Yes sir you can. You can hunt the South shoreline and North shoreline but if you want to hunt the marsh on the North shoreline I believe you have to get a permint or check in at a check in station. Not sure where but someone on here will know. I have had some good shoots on the North shoreline and the marsh near Cold pass, on the bay side. It seems to me the hunting is better when it is COLD. 2yrs ago had a group of about 100 Pintails land in my dekes, but too bad we had our pintails already. Whe have shot Pintails, Red Heads, Blue Bills, Ring Necks, Black Ducks, Mottled Ducks, Teal, Buffle Head, Gadwall and a bonus Green Head. Oh and have seen alot of geese but usually flying high. Hope that helps a little.


----------



## hardcorewadefisherman (Jun 26, 2009)

Yes sir thanks i just wanna make sure i can walk in on the south shoreline. thanks for the help i really appreciate it.

J.D.


----------



## boudreaux (Aug 27, 2004)

just try and do some scouting and see where the birds are flying and you should do fine


----------



## Timemachine (Nov 25, 2008)

The north shoreline is "The Brazoria National Wildlife Refuge"

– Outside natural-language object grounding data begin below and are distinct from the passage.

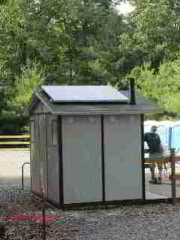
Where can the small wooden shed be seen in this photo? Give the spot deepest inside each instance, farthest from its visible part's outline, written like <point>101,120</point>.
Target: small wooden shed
<point>87,144</point>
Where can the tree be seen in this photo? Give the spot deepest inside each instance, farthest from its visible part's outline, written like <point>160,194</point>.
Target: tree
<point>162,86</point>
<point>156,30</point>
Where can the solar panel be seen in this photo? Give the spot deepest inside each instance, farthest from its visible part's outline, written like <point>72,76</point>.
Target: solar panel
<point>84,94</point>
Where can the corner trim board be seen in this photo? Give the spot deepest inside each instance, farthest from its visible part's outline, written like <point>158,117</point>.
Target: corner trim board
<point>142,158</point>
<point>61,182</point>
<point>103,160</point>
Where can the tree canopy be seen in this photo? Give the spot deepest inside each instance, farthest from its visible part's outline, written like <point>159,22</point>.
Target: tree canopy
<point>88,42</point>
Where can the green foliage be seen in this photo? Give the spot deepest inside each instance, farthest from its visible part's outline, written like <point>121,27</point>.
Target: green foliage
<point>162,86</point>
<point>30,79</point>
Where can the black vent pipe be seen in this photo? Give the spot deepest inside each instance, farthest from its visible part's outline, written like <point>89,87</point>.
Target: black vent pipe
<point>132,92</point>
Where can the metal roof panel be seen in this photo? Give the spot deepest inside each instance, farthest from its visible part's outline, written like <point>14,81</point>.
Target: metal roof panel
<point>84,94</point>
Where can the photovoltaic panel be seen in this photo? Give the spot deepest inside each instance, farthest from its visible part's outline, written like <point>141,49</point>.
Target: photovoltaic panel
<point>84,94</point>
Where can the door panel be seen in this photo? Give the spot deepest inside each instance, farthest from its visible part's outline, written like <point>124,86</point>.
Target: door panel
<point>82,159</point>
<point>123,171</point>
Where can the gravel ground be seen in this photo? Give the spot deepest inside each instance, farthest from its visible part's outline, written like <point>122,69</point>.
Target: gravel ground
<point>140,222</point>
<point>144,222</point>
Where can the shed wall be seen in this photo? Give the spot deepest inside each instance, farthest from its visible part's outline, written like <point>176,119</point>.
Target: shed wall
<point>82,159</point>
<point>53,159</point>
<point>123,171</point>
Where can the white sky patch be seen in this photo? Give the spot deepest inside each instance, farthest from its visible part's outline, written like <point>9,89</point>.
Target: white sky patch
<point>125,8</point>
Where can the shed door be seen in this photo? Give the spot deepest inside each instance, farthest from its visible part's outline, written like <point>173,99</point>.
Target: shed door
<point>82,159</point>
<point>123,171</point>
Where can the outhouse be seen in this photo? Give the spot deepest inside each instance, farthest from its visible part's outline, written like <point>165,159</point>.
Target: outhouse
<point>87,144</point>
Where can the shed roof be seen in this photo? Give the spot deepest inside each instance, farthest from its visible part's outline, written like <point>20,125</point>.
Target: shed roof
<point>54,102</point>
<point>84,94</point>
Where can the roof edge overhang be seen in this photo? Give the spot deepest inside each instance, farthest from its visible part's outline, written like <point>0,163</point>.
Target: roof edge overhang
<point>93,109</point>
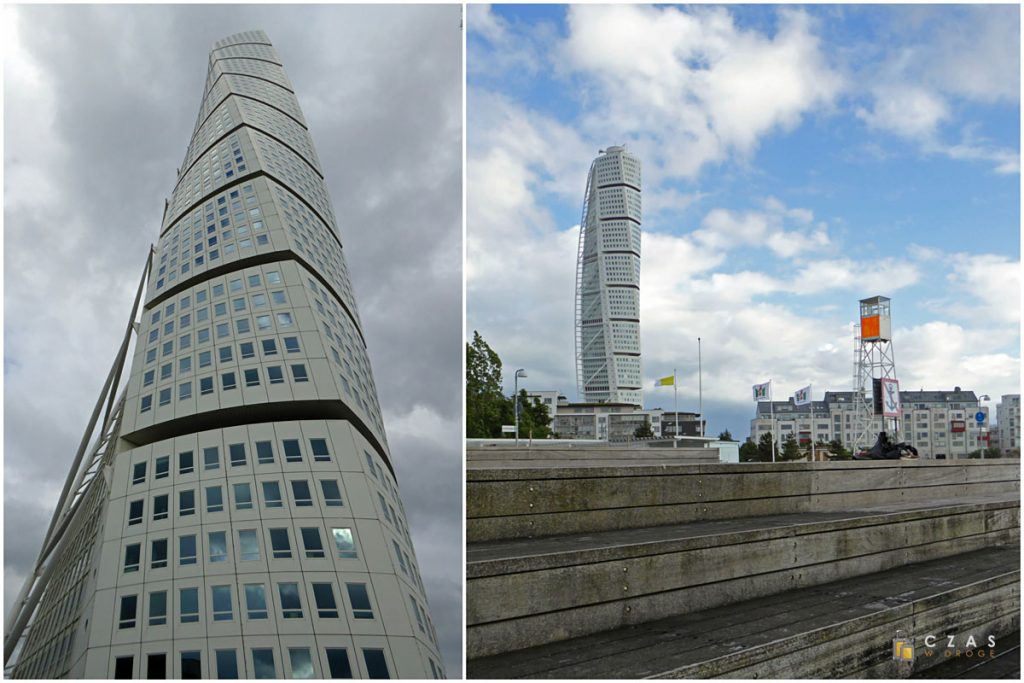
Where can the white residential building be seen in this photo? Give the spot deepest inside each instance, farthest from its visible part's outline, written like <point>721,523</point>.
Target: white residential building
<point>939,424</point>
<point>603,421</point>
<point>1008,418</point>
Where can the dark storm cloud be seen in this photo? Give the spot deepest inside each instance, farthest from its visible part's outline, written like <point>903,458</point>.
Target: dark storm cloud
<point>99,104</point>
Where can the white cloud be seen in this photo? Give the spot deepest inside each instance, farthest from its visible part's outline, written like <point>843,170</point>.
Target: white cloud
<point>908,111</point>
<point>944,56</point>
<point>941,355</point>
<point>708,87</point>
<point>724,228</point>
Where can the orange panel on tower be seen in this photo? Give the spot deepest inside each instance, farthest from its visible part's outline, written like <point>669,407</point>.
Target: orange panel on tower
<point>869,328</point>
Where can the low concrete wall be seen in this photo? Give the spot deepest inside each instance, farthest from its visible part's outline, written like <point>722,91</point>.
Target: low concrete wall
<point>525,600</point>
<point>523,501</point>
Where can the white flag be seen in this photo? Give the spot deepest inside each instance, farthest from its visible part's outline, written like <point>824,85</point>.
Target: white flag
<point>762,391</point>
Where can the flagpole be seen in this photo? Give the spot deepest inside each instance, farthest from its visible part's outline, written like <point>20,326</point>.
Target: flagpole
<point>699,391</point>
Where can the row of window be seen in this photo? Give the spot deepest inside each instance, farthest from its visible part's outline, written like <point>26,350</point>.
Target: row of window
<point>301,497</point>
<point>243,326</point>
<point>225,354</point>
<point>228,381</point>
<point>249,547</point>
<point>237,458</point>
<point>239,304</point>
<point>263,666</point>
<point>222,609</point>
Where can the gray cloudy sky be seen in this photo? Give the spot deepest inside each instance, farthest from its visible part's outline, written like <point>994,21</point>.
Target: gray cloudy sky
<point>99,102</point>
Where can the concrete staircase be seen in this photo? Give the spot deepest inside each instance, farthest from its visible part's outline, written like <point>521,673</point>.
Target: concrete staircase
<point>562,559</point>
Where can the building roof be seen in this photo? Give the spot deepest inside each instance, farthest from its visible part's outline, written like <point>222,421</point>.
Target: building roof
<point>787,407</point>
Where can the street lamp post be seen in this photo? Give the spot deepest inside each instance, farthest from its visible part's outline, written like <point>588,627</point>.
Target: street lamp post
<point>981,429</point>
<point>515,397</point>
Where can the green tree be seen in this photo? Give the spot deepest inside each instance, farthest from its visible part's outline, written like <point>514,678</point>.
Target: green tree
<point>791,449</point>
<point>534,419</point>
<point>643,431</point>
<point>749,452</point>
<point>484,401</point>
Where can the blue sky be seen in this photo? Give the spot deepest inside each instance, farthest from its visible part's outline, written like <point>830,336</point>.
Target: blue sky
<point>795,159</point>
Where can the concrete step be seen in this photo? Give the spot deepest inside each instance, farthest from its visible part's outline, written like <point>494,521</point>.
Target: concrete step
<point>835,630</point>
<point>524,593</point>
<point>532,501</point>
<point>492,458</point>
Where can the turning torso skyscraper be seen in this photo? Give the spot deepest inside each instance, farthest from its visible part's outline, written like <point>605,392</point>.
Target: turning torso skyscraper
<point>239,515</point>
<point>607,305</point>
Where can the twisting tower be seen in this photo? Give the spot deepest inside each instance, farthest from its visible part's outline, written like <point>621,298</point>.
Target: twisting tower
<point>607,297</point>
<point>238,514</point>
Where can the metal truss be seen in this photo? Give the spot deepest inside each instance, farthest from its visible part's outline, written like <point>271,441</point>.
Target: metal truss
<point>87,465</point>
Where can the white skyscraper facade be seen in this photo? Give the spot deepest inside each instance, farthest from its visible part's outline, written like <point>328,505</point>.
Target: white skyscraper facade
<point>607,303</point>
<point>241,517</point>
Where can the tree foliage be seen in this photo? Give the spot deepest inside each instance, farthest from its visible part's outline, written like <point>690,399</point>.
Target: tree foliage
<point>484,401</point>
<point>487,409</point>
<point>749,453</point>
<point>535,422</point>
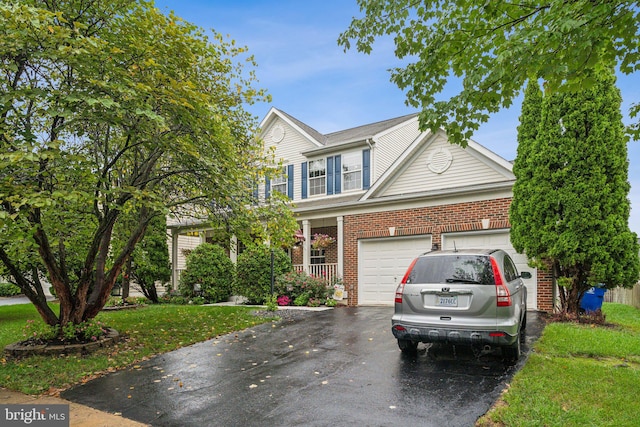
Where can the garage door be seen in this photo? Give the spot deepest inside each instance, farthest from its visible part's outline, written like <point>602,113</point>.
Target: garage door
<point>382,264</point>
<point>496,240</point>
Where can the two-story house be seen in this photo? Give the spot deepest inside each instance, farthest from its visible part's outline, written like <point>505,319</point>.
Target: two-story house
<point>387,192</point>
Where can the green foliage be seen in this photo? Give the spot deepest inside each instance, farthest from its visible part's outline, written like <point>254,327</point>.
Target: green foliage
<point>577,375</point>
<point>294,284</point>
<point>150,330</point>
<point>9,290</point>
<point>301,300</point>
<point>139,113</point>
<point>210,267</point>
<point>151,258</point>
<point>495,47</point>
<point>272,303</point>
<point>570,207</point>
<point>198,300</point>
<point>90,330</point>
<point>272,221</point>
<point>253,271</point>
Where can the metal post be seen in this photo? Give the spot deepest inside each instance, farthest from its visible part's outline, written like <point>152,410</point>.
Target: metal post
<point>272,278</point>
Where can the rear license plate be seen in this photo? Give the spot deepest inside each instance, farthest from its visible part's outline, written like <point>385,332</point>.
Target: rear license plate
<point>450,301</point>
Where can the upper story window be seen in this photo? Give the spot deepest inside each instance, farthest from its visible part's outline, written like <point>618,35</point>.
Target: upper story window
<point>279,183</point>
<point>317,177</point>
<point>352,171</point>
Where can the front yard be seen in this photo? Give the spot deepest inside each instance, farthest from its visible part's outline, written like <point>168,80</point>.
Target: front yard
<point>147,331</point>
<point>578,375</point>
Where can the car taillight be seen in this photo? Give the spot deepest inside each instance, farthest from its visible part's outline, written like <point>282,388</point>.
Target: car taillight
<point>503,296</point>
<point>400,287</point>
<point>399,290</point>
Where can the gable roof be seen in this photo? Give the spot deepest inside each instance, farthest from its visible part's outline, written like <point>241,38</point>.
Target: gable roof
<point>365,131</point>
<point>501,168</point>
<point>334,139</point>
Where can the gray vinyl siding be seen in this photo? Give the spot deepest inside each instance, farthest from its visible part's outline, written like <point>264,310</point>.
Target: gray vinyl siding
<point>289,152</point>
<point>390,146</point>
<point>466,169</point>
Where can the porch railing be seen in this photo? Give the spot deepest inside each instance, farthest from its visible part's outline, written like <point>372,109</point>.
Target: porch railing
<point>327,271</point>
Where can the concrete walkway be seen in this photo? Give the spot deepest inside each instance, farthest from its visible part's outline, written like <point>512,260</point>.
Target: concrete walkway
<point>80,415</point>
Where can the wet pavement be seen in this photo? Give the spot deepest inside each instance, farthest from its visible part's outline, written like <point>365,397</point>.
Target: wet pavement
<point>339,367</point>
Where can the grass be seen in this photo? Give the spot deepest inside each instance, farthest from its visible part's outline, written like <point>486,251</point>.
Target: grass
<point>578,375</point>
<point>147,331</point>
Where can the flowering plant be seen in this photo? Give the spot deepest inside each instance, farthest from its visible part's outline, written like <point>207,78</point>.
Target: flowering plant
<point>322,241</point>
<point>284,300</point>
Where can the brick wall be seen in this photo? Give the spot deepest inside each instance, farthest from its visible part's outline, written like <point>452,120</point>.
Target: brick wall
<point>433,221</point>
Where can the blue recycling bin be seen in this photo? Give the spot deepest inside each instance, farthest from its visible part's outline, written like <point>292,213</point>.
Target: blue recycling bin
<point>592,299</point>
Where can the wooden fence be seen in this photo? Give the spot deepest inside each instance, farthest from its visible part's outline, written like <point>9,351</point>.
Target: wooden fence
<point>624,296</point>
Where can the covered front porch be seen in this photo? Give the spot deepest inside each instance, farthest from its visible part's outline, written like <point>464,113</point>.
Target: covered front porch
<point>326,261</point>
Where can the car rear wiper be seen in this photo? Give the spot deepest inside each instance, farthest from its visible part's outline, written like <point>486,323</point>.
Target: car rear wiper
<point>475,282</point>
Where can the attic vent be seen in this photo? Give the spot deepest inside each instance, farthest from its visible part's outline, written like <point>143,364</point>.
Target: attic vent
<point>440,160</point>
<point>277,133</point>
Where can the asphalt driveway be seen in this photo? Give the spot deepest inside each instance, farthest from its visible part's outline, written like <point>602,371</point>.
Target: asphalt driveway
<point>332,368</point>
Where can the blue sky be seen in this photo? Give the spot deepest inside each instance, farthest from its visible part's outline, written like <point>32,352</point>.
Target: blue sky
<point>310,77</point>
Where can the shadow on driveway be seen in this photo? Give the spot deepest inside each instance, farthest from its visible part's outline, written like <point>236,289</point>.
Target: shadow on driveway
<point>339,367</point>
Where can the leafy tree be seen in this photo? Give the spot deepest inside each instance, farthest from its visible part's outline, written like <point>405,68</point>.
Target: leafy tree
<point>109,109</point>
<point>150,259</point>
<point>253,271</point>
<point>570,205</point>
<point>495,47</point>
<point>525,200</point>
<point>210,267</point>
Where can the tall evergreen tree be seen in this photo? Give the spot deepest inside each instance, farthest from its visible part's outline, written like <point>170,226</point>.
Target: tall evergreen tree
<point>523,189</point>
<point>576,185</point>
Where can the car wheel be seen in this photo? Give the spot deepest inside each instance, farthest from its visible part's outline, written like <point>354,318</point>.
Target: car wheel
<point>408,346</point>
<point>511,353</point>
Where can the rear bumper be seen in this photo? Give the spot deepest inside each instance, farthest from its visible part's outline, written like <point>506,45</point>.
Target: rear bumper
<point>435,333</point>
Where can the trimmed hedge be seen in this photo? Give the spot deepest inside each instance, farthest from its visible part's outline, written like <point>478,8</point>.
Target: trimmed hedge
<point>209,266</point>
<point>253,272</point>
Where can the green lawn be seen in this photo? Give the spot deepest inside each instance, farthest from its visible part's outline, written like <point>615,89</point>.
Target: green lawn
<point>578,375</point>
<point>147,331</point>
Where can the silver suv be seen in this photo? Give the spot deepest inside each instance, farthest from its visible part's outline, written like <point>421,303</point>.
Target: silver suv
<point>462,297</point>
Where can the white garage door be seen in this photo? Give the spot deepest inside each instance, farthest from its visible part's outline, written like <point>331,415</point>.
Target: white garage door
<point>382,264</point>
<point>496,240</point>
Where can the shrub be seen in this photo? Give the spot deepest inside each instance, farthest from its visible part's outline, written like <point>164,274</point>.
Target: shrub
<point>272,303</point>
<point>302,299</point>
<point>253,274</point>
<point>284,300</point>
<point>209,266</point>
<point>294,284</point>
<point>9,290</point>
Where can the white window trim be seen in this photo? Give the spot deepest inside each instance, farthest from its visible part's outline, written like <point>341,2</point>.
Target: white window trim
<point>357,154</point>
<point>309,178</point>
<point>285,183</point>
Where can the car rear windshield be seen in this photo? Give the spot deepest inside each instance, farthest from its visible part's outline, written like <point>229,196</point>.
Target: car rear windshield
<point>474,269</point>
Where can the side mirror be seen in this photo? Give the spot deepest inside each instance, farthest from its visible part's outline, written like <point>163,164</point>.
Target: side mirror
<point>525,275</point>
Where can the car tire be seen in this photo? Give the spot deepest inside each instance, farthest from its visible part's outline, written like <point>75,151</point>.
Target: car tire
<point>408,346</point>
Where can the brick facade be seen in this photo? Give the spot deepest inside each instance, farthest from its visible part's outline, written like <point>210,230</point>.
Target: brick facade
<point>434,221</point>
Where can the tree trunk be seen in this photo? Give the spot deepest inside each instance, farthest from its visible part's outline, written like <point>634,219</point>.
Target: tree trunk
<point>126,280</point>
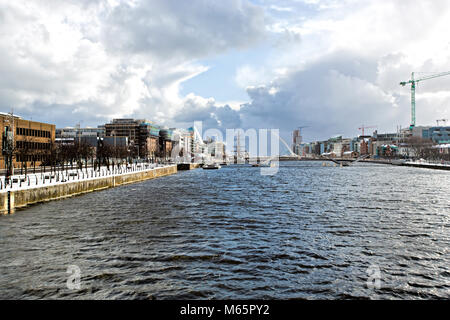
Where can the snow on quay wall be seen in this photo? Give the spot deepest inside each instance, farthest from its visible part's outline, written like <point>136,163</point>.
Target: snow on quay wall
<point>13,199</point>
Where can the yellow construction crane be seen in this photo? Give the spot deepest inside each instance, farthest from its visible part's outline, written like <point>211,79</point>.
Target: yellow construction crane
<point>413,83</point>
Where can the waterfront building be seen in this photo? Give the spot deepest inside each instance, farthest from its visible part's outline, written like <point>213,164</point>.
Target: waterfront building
<point>149,140</point>
<point>296,142</point>
<point>32,141</point>
<point>440,135</point>
<point>77,132</point>
<point>129,128</point>
<point>165,143</point>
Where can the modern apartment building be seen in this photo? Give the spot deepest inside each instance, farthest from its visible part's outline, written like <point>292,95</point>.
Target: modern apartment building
<point>31,141</point>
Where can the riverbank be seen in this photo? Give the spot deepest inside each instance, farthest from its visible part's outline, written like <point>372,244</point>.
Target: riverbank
<point>18,196</point>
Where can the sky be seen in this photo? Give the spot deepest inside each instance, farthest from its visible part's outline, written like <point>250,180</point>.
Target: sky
<point>331,66</point>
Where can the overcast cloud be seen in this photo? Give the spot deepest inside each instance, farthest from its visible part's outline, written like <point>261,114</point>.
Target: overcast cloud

http://www.fws.gov/southwest/refuges/texas/texasmidcoast/huntfish.htm


----------



## die_hard_hunter85 (Aug 30, 2010)

This pic is from Xmas Bay a few seasons ago.. you can def hunt there. It can be great hunting! Good luck!


----------



## Drundel (Feb 6, 2006)

die_hard_hunter85 said:


> This pic is from Xmas Bay a few seasons ago.. you can def hunt there. It can be great hunting! Good luck!


CBass lives!


----------



## 4thbreak (May 20, 2005)

Drundel said:


> CBass lives!


or harris hotshot for the old timers,....:biggrin:


----------